An OSHA compliance officer will start by looking over your OSHA 300 Log and other OSHA Recordkeeping Forms. These forms measure your company's safety and health record. Failure to keep these records accurate and up-to-date can lead to OSHA fines. There are 3 OSHA Recordkeeping Forms:
• OSHA 300 Log of Work-Related Injuries and Illnesses
• OSHA 300A Summary of Work-Related Injuries and Illnesses
• OSHA 301 Injury and Illness Incident Report
Workers and union representatives have a right to request a copy of the employer’s OSHA recordkeeping documents of work-related injuries and illnesses. This record is known as the OSHA 300 Log, and is kept on a federal form.
Medical treatment includes managing and caring for a patient for the purpose of combating disease or disorder. The following are not considered medical treatments and are NOT recordable:
• visits to a doctor or health care professional solely for observation or counseling;
• diagnostic procedures, including administering prescription medications that are used solely for diagnostic purposes; and
• any procedure that can be labeled first aid.
How do you count the number of days of restricted work activity or the number of days away from work?
Count the number of calendar days the employee was on restricted work activity or was away from work as a result of the recordable injury or illness. Do not count the day on which the injury or illness occurred in this number.
Begin counting days from the day after the incident occurs. If a single injury or illness involved both days away from work and days of restricted work activity, enter the total number of days for each. You may stop counting days of restricted work activity or days away from work once the total of either or the combination of both reaches 180 days.
An incidence rate is the number of recordable injuries and illnesses occurring among a given number of full- time workers ( usually 100 full-time workers) over a given period of time ( usually one year) . To evaluate your firm ’s injury and illness experience over time or to compare your firm ’s experience with that of your industry as a whole, you need to compute your incidence rate. Because a specific number of workers and a specific period of time are involved, these rates can help you identify problems in your workplace and/ or progress you may have made in preventing work-related injuries and illnesses.
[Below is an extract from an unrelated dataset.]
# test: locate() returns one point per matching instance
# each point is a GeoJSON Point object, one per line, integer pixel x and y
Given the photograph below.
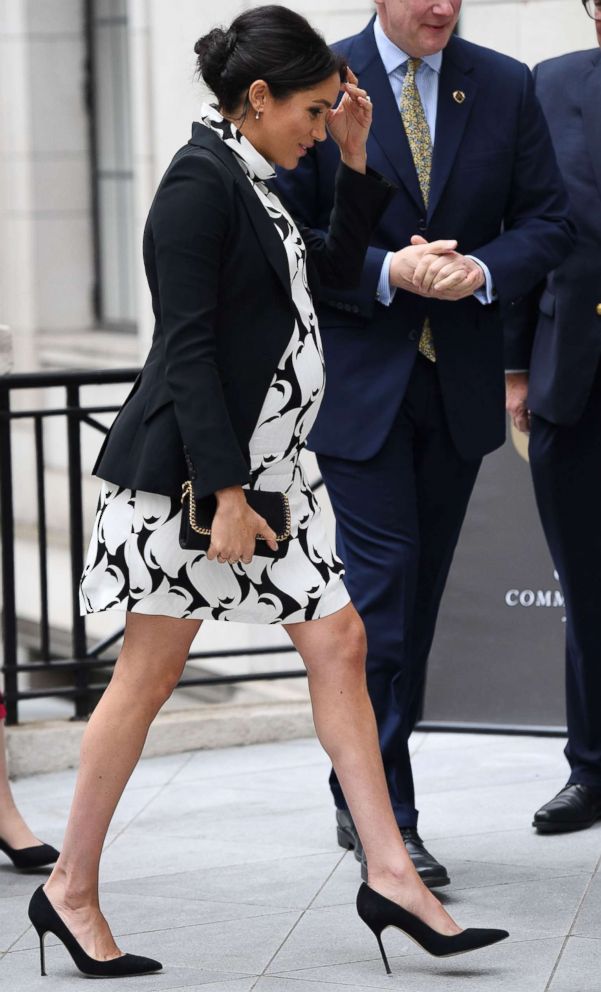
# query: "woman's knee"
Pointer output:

The OSHA 300A Summary must be completed and posted, where employees may easily see it, from February 1st through April 30th. Upon employee request, you have until the end of the next business day to provide copies of the OSHA Forms 300 Log, 300A Summary, and his or her individual OSHA 301 Incident Report.
If a case is limited to First Aid treatment and there are no days away from work, job transfer, or job restriction, do not include the case on your OSHA 300 Log. The case is not OSHA recordable, even if the First Aid treatment is administered at a health clinic, emergency room, hospital, or other medical treatment facility
Work-relatedness is presumed for injuries and illnesses occurring in the work environment. Assume the injury or illness is recordable unless it is specifically addressed in the exceptions. If an injury or illness falls into one of the exceptions listed below, it is not work-related and it is not recordable. Work related exceptions include:
Present as a member of the general public.
Symptoms arise in workplace but are solely due to non-work related event or exposure.
Voluntary participation in a wellness program. • Eating, drinking, or preparing food or drink for personal consumption.
Personal tasks outside assigned working hours.
Personal grooming, self-medication for non-work-related conditions, or intentionally self-inflicted injuries.
Motor vehicle accident occurring in a parking lot or access road during a normal commute to or from work.
Common cold or flu.
Mental illness, unless employee voluntarily provides a medical opinion from a Physician or other Licensed Health Care Professional (PLHCP) that affirms the mental illness is work-related.